Apply Egoroff's theorem to each of the sets: $$\{ g>1\},\bigcup\limits_{k=1}^{\infty}\left\{ 2^{-k}<g\leqslant2^{1-k}\right\}$$
Then there exist $A\subset G=\{g>1\}$ ,and $A_k\subset G_k=\left\{ 2^{-k}<g\leqslant2^{1-k}\right\}, $ such that: $$\mu (A)<\varepsilon/2 , \mu (A_k)<\varepsilon 4^{-k} $$ and $$f_n\longrightarrow f$$uniformly in $E^c=(G\setminus A)\cup(\bigcup\limits_{k=1}^{\infty}G_k\setminus A_k)\cup \{f_n=0,\forall n\}$, where the last set in the union is a superset of $\{g=0\}$.

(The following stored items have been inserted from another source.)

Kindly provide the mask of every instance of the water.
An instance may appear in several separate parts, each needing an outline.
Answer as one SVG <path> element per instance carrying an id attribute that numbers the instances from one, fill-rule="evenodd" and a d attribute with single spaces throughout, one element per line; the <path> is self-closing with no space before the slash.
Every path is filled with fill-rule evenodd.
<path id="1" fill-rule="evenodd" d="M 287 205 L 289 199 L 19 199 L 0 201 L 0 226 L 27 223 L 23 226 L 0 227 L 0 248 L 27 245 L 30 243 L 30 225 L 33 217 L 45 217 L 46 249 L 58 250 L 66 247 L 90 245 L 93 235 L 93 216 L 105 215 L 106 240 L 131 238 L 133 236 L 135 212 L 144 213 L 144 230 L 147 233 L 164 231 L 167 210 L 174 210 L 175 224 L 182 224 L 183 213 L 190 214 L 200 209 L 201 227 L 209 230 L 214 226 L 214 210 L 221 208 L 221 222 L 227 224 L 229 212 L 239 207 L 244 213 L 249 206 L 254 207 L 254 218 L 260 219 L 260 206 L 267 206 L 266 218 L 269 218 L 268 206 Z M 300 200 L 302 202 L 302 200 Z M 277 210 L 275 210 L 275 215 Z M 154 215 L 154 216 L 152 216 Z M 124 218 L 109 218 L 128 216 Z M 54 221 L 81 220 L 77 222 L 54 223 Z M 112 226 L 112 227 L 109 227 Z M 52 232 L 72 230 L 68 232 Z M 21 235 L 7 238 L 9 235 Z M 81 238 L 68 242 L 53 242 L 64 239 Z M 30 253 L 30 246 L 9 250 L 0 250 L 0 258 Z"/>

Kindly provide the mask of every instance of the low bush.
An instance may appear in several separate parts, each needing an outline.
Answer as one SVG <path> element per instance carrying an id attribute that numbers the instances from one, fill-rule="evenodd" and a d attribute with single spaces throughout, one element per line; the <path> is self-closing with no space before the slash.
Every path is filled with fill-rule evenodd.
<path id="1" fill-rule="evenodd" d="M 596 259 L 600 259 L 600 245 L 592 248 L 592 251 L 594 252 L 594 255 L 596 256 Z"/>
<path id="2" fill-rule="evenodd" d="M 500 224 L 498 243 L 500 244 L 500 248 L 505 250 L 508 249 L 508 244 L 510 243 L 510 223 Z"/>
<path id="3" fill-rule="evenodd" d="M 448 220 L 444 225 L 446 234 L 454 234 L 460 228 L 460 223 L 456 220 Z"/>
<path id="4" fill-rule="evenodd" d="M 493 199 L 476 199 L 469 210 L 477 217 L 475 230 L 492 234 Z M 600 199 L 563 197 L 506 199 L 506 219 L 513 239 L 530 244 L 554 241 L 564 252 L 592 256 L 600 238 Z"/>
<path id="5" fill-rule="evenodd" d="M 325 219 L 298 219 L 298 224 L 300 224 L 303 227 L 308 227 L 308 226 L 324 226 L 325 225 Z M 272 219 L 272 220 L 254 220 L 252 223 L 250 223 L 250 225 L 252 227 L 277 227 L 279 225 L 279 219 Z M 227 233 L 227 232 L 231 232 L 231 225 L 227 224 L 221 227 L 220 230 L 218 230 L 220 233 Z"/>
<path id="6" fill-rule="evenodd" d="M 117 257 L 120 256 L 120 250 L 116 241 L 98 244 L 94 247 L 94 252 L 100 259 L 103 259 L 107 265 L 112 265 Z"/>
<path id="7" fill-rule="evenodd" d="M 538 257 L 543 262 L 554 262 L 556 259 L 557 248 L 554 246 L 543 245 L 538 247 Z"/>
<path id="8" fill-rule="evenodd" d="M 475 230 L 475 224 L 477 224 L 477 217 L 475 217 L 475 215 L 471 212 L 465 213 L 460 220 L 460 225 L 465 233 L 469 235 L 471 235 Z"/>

Now, it suffices to prove that $\mu (E)<\varepsilon$.
Indeed, after some simple set calculations (using the fact that we decomposed X in disjoint sets) we can obtain that: $$E=X\setminus\left\{(G\setminus A)\cup(\bigcup\limits_{k=1}^{\infty}G_k\setminus A_k)\cup \{f_n=0,\forall n\}\right\}\subset$$ $$(X\setminus(G\setminus A))\cap(X\setminus(\bigcup\limits_{k=1}^{\infty}G_k\setminus A_k))\cap (X\setminus\{g=0\})\subset$$ $$A\cup(\bigcup\limits_{k=1}^{\infty} A_k)$$ Therefore, $$\mu (E)\leqslant \mu (A\cup(\bigcup\limits_{k=1}^{\infty} A_k))\leqslant \mu(A)+\mu (\bigcup\limits_{k=1}^{\infty} A_k))<\varepsilon/2+\sum\limits_{k=1}^\infty \varepsilon4^{-k} =\varepsilon/2+\varepsilon/3 <\varepsilon$$
Solution 3:
Let $\epsilon>0$ be given.
Define the sets $G_m := \{x: g(x)>1/m\}$. Since $\int g <\infty$, we have $\mu(G_m)<\infty$ for all $m$. For each $m$, apply Egoroff's Theorem to find a $E_m\subseteq G_m$ such that $\mu(E_m)=\epsilon/2^m$ and $f_n \to f$ uniformly on $G_m-E_m$.
Claim: Let $E=\cup_{m=1}^{\infty}E_m$ and we note that $\mu(E)\le \epsilon$. I claim that $f_n\to f$ uniformly on $X-E$.
Indeed, it suffices to show that for every given $k$, there exists $N$ such that $|f_n-f| < 2/k$ on $X-E$ for all $n\ge N$.
- On $X-G_k$, we have $|f_n|,|f|\le g \le 1/k$ so $|f_n-f| < 2/k$ holds for every $n$.
- On $G_k - E$, which is a subset of $G_k - E_k$, we have that $f_n \to f$ uniformly, so we simply pick $N$ sufficiently large.